What happened to Usher? Wasn’t he supposed to play the part of C.C.?

LM: What happened with Usher? In the end it’s a scheduling matter and it’s a very supporting role and yet it’s in a lot of the movie, so it’s one of these roles that require being there a lot. And you weren’t able to, we couldn’t say, you can do this in three weeks, we couldn’t. You really had to give up three months. If we could have done it in three weeks I really think he would have done it, but his schedule as such, and our schedule as such, it never worked out.


This is weird to say, but how did you ‘discover’ Jennifer?

LM: Well, she was one of 80 some odd girls that came in, and then there were 20 some odd that we did screen tests with, actually it was, Jennifer did her video test in New York and Bill called me and said ‘wow this is very exciting, there’s something here’. Whoa, yeah, yeah. But for whatever reason, and it sometimes happens, that when we saw the test, when Bill saw the test, what was in the room, wasn’t on the screen. Somehow. And yet we moved on and did our thing and somehow found another way, and then in the eleventh hour, because these roles almost always cast in the eleventh hour. Movies that I’ve been, Renee Zellweger, a thousand years ago, in Jerry Maguire was the eleventh hour. Greg Kinnear in “As Good as It Gets” was the eleventh hour, I think that’s just the way it is. And in this case we were in the eleventh hour, and I said to Bill, the only time you ever called me during this process to express enthusiasm was when Jennifer Hudson, when you were working with Jennifer in New York, let’s get Jennifer back to LA, how about it, let’s do that. And he’s like, let’s do that, and we did that. And she literally they worked together for a while, and she killed, I have to ask her I don’t know if she actually got a chance to go back home, I think she literally started rehearsal in 48 hours, it was literally one of those, its ‘you’ve got the role, can you go home and get your bag?

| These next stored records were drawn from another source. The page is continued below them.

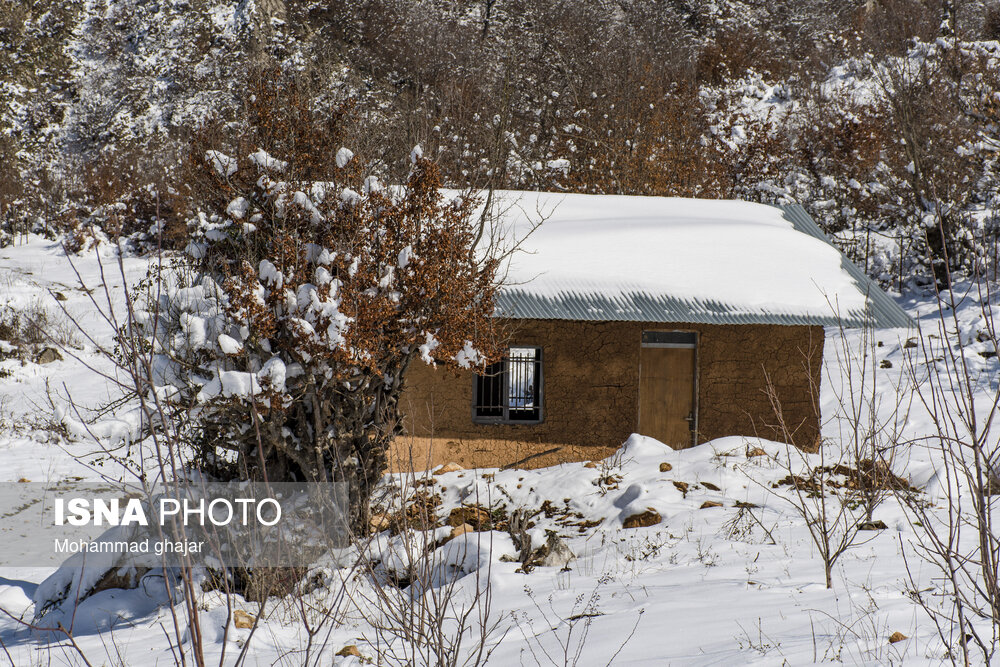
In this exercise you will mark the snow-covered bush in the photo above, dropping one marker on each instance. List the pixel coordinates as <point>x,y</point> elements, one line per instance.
<point>285,335</point>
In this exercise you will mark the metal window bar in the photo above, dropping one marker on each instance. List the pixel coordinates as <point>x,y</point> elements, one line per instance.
<point>510,390</point>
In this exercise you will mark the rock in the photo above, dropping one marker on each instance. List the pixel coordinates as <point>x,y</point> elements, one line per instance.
<point>476,517</point>
<point>555,552</point>
<point>461,530</point>
<point>643,520</point>
<point>379,522</point>
<point>243,620</point>
<point>872,525</point>
<point>47,355</point>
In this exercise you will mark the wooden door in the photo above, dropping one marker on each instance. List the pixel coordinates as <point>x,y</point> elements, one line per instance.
<point>666,394</point>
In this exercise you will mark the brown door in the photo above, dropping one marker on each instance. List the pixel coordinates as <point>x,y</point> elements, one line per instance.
<point>666,394</point>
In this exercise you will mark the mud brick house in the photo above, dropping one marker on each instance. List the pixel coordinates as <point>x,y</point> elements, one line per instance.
<point>678,319</point>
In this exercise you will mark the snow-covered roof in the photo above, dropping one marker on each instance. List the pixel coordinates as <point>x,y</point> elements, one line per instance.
<point>660,259</point>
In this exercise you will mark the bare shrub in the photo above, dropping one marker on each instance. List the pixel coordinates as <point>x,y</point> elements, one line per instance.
<point>961,543</point>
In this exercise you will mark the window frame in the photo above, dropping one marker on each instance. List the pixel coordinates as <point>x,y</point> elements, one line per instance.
<point>504,418</point>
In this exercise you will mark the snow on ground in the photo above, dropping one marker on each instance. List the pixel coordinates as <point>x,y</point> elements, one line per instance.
<point>708,584</point>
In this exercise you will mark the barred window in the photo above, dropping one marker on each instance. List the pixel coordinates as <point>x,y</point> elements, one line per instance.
<point>511,389</point>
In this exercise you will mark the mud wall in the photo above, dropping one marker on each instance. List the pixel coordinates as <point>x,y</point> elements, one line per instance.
<point>590,393</point>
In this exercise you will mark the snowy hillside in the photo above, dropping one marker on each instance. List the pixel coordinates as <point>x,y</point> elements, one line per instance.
<point>702,556</point>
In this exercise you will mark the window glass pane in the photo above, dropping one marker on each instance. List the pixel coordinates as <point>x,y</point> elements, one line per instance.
<point>489,391</point>
<point>521,386</point>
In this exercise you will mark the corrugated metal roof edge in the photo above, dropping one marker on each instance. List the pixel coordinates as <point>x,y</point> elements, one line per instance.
<point>882,311</point>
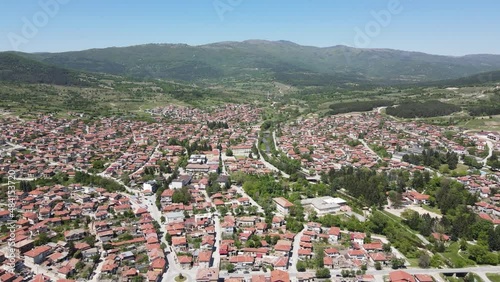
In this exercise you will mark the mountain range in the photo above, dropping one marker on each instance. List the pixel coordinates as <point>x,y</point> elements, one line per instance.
<point>261,60</point>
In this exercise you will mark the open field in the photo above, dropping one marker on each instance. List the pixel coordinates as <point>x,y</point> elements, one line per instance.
<point>457,257</point>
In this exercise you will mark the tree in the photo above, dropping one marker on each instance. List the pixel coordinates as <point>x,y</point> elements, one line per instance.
<point>168,238</point>
<point>323,273</point>
<point>397,263</point>
<point>396,199</point>
<point>42,239</point>
<point>387,247</point>
<point>424,261</point>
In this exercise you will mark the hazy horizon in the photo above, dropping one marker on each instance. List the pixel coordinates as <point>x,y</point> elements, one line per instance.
<point>442,28</point>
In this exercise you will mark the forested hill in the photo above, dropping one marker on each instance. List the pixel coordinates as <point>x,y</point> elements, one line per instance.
<point>472,80</point>
<point>281,61</point>
<point>16,68</point>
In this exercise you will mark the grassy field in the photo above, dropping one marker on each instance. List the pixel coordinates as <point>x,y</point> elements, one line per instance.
<point>456,258</point>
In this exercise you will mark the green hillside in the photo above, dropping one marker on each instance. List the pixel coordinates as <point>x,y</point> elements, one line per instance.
<point>280,61</point>
<point>16,68</point>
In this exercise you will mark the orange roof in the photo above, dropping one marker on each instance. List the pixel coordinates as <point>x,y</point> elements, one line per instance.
<point>279,276</point>
<point>400,276</point>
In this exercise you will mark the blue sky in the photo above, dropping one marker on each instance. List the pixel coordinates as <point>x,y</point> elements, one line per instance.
<point>449,27</point>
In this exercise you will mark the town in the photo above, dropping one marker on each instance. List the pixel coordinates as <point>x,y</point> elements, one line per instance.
<point>225,195</point>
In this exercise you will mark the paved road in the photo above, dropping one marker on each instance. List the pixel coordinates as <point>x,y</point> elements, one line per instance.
<point>295,251</point>
<point>268,165</point>
<point>369,149</point>
<point>491,146</point>
<point>240,190</point>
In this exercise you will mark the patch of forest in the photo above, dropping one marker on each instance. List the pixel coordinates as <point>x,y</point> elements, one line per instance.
<point>357,106</point>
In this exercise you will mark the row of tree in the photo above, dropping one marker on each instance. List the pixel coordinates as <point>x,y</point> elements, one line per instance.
<point>433,158</point>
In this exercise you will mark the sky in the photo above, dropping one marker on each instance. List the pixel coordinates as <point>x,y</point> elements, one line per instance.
<point>446,27</point>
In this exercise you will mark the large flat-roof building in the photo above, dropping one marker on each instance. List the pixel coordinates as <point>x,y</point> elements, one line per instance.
<point>323,205</point>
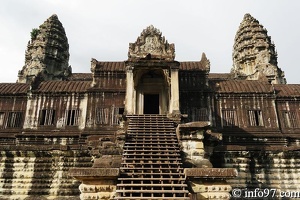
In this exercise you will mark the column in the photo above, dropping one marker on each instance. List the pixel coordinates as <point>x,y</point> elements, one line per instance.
<point>129,99</point>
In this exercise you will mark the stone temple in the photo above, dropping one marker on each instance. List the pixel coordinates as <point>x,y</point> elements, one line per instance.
<point>149,127</point>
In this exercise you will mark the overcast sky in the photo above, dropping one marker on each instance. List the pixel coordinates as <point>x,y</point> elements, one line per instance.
<point>102,29</point>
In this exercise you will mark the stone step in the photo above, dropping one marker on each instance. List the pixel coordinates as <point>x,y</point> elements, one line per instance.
<point>151,163</point>
<point>155,198</point>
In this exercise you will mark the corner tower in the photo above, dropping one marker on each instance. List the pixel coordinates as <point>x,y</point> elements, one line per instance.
<point>47,54</point>
<point>254,56</point>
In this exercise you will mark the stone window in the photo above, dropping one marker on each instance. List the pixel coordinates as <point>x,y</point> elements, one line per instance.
<point>72,117</point>
<point>255,118</point>
<point>14,120</point>
<point>199,114</point>
<point>108,115</point>
<point>229,118</point>
<point>290,119</point>
<point>47,117</point>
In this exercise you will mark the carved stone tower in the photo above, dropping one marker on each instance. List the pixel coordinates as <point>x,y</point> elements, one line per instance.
<point>254,55</point>
<point>152,75</point>
<point>47,54</point>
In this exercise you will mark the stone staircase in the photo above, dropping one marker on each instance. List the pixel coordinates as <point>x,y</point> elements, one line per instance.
<point>151,166</point>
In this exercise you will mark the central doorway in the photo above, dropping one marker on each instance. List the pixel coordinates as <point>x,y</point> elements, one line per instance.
<point>151,103</point>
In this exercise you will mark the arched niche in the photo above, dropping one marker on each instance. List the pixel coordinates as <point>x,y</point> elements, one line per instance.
<point>152,91</point>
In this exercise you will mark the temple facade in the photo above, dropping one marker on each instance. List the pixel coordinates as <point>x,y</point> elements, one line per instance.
<point>150,127</point>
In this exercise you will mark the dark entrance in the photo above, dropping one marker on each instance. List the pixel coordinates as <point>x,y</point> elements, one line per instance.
<point>151,103</point>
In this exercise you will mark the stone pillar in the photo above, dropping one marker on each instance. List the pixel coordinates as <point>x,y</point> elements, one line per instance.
<point>129,99</point>
<point>174,99</point>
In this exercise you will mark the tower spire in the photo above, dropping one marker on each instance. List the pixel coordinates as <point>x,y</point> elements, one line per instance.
<point>254,55</point>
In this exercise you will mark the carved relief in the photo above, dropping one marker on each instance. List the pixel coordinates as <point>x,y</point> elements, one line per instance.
<point>151,45</point>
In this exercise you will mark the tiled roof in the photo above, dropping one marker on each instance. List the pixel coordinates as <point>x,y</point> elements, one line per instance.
<point>220,76</point>
<point>197,65</point>
<point>63,86</point>
<point>14,88</point>
<point>81,77</point>
<point>287,90</point>
<point>241,86</point>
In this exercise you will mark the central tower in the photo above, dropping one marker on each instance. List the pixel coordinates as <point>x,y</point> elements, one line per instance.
<point>152,75</point>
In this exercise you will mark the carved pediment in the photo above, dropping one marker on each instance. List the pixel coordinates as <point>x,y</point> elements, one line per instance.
<point>151,45</point>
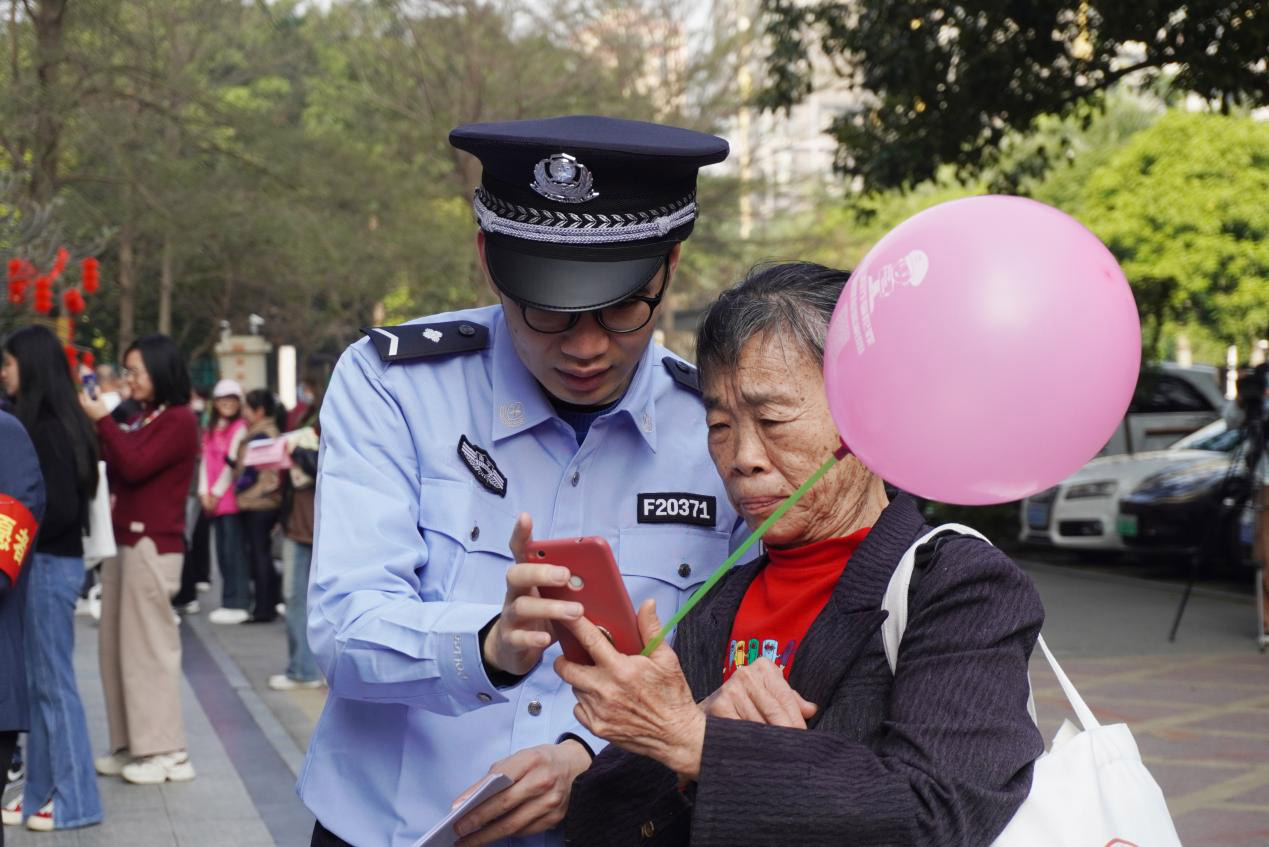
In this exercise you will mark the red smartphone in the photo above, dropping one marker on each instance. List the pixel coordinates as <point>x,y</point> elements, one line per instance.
<point>597,584</point>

Did you realize initially that she would have the ability to steal scenes from everyone?

LM: You know, you never know what you have really, until you put it all together, really, I know, you feel good about certain things and certain performances but in the end you never really feel confident about what you have until you have it. One of the nice things about a movie musical is that the rehearsal period is much longer, so in a regular movie, a newcomer like that may not find their sea legs until you are two or three weeks in, because you only have two or three weeks of rehearsal, here you have three to four months of rehearsals doing the dramatic stuff, and the dancing and the singing, so by the time we started we felt she had a firm grounding, but you never know, and I’m telling you we shot the last 3 days on the shoot, we scheduled the last 3 days of the shoot purposely to give her every possible break so she, let’s face it, that’s not a song that’s a scene


It’s impossible to do and she does it beautifully

LM: It’s a scene, it’s a monologue, it’s a song, it’s everything!


Did you see the original?

LM: The original? I did, sure.


How do you think this scene lives up to original?

LM: I think the only answer to that is that Jennifer Holiday does an amazing job, and it’s totally different than what Jennifer Hudson does. Do I love Jennifer Holiday? Yes. Was I knocked through the roof? Of course. Hard not to be. But I have the same experience with Jennifer Hudson, but for all different reasons.


Now as the producer, did you know Hinton Battle was part of the original Broadway production?

LM: He was not from the original, I think he took over the role of James Early from Cleavant Derricks


Were you looking to add someone from the original cast to the film, like adding Loretta Devine?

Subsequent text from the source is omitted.